It has been some time since I last updated this site with an article. Actually, with anything! As well, I noticed that I have not been comfortable in the last few months with posting much on Facebook, Linkedin, or tweeting anything out. I have actually found it difficult to find words to post anywhere, so what’s up?
After thinking it through, it is not hard to see what is happening. Death. That’s right. Death. In August my father died which left me with a quiet phone. Until he died, I had not realized that I spoke with him many times during the week and even nightly. He often just shared about what he was going through, was observing in the world, or listened to what I was experiencing. It was fun. Then it all stopped. Since then I have been trying to settle all my mom’s matters as she adjusts to her new life in a memory care unit. That was hard but there is more.
In October my mom’s brother died, then in November my father-in-law died and then in December my wife’s uncle died the same week as my dad’s brother-in-law died, which was on Christmas day. That is a lot of death but it seems to be the norm now. As a matter of fact, 1 in 3 people over 40 will experience the death of someone close this year and over 740 veterans die every day in the U.S. Death touches everyone.
The web is full of articles and studies on death. After looking at some of these, I think I must be the rare person. When my son Owen died we got through it ok…at least that is how it seemed. My family didn’t seem to go through the ‘normal’ grieving process…See 7 Steps. Maybe my family is remarkable but while we were greatly saddened at Owen’s death we seemed to get through those first months and years much better than most that we hear about. I have always felt that many people wanted to question me about this but did not feel comfortable asking. I know that our faith in the Lord and His work in our lives was the rock that carried us through it. We long to see Owen again but we never went through the tough days others seem to experience. God prepared us and gave us a good understanding of life and of the hope we have in the work of Christ.
So why do these recent deaths seem to affect me so. First, I miss these people. Five deaths in a short time is no small number! Second, there is a lot that I have to do to help my mom continue in life. She has financial support issues, insurance issues, social security issues, heath issues, and the list goes on. Thirdly, my wife is now helping her mom get through her initial transition. That is quite a bit of concern. Finally, and I should have noted this above, my job changed. Not only did it change but I was given much greater responsibility and supervision of others. My new job consumes my day and it shocks me when five o’clock appears out of nowhere. Lots of life change.

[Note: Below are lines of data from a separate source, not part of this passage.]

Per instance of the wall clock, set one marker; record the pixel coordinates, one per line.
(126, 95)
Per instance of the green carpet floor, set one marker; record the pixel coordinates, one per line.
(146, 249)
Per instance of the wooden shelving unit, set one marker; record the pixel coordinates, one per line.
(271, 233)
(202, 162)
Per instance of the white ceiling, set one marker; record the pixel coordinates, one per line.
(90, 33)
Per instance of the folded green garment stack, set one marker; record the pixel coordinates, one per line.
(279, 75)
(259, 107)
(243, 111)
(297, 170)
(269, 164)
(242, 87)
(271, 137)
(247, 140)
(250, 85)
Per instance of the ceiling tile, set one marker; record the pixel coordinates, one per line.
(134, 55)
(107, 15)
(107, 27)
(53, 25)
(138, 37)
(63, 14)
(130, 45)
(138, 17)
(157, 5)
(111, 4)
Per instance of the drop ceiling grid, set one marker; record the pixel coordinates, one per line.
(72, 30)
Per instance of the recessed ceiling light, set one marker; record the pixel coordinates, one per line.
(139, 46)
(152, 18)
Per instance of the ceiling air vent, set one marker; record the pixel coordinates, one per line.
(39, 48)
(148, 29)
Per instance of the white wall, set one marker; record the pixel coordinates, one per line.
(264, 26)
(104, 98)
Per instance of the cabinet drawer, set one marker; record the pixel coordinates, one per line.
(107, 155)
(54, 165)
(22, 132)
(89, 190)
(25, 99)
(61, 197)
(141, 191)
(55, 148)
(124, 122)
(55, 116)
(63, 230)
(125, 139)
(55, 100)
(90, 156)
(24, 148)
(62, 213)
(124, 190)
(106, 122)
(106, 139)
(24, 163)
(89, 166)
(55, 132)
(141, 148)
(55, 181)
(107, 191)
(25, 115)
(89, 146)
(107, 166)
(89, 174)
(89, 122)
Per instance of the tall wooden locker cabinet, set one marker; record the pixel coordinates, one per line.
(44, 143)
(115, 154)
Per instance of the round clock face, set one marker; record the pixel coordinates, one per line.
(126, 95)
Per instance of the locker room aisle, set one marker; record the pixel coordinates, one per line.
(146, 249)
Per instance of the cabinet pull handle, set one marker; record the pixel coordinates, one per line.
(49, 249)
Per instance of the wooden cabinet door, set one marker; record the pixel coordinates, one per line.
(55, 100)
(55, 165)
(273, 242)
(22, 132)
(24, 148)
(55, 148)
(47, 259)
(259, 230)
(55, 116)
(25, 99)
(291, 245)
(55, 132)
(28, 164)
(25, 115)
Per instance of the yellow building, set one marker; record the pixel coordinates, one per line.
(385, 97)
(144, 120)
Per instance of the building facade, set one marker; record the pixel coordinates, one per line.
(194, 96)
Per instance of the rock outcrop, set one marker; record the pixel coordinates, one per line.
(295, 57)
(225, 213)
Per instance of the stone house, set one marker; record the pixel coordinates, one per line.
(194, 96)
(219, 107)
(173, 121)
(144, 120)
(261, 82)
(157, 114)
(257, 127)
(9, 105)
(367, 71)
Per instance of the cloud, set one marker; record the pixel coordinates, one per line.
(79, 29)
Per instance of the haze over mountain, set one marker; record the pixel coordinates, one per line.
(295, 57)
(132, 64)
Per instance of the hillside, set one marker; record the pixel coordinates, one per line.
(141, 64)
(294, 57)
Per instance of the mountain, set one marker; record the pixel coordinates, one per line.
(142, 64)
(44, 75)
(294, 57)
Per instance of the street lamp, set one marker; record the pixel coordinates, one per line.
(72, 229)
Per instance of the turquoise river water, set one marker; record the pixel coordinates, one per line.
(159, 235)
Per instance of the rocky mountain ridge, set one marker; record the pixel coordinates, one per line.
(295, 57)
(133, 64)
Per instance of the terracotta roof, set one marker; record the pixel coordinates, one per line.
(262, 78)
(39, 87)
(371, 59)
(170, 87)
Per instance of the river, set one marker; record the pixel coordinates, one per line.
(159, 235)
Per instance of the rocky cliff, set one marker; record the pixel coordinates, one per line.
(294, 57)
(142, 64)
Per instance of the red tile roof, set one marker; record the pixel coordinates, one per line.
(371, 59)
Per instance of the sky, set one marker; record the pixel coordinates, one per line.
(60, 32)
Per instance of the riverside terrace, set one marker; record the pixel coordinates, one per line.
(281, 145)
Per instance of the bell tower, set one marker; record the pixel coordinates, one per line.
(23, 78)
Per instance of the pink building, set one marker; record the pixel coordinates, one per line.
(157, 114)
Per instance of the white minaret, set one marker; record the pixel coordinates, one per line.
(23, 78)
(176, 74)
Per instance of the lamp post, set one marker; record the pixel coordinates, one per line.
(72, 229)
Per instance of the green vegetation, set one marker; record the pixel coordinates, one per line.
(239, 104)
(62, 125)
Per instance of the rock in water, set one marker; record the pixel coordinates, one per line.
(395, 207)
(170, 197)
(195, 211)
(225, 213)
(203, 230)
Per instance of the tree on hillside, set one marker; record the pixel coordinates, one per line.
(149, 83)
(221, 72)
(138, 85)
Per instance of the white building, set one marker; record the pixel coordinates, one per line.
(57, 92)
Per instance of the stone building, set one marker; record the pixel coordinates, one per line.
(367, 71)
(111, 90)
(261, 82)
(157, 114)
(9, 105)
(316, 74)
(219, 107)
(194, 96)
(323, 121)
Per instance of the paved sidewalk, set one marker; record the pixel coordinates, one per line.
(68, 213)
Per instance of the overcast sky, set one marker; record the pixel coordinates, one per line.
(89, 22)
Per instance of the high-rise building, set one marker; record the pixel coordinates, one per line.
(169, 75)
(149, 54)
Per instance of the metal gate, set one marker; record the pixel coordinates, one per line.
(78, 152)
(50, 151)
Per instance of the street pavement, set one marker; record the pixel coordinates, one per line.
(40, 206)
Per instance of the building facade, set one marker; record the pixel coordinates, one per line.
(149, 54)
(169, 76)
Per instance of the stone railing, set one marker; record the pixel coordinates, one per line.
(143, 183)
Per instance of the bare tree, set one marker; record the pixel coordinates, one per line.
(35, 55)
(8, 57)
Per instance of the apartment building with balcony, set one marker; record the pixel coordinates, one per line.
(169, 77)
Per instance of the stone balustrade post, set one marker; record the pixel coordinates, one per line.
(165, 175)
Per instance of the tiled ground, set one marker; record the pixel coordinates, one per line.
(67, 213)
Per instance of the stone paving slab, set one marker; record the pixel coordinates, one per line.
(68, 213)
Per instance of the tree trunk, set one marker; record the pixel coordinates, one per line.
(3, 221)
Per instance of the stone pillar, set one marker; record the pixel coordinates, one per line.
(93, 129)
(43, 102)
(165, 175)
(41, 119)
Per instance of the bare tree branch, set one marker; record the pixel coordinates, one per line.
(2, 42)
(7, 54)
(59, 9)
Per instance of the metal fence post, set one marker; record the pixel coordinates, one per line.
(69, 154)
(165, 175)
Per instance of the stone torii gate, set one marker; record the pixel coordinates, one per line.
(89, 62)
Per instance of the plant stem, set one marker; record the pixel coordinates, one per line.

Well, there you have it. No spin, no avoiding reality but the Lord giveth and the Lord taketh away…and life goes on. Now that I have identified the possible/probable stifling of my writing ability, maybe I can beginning writing again. I look forward to it. Always glad to hear from others who are also dealing with death(s) in their life and how they are moving along. Remember that the Lord cares for you and that He never leaves you nor forsakes you.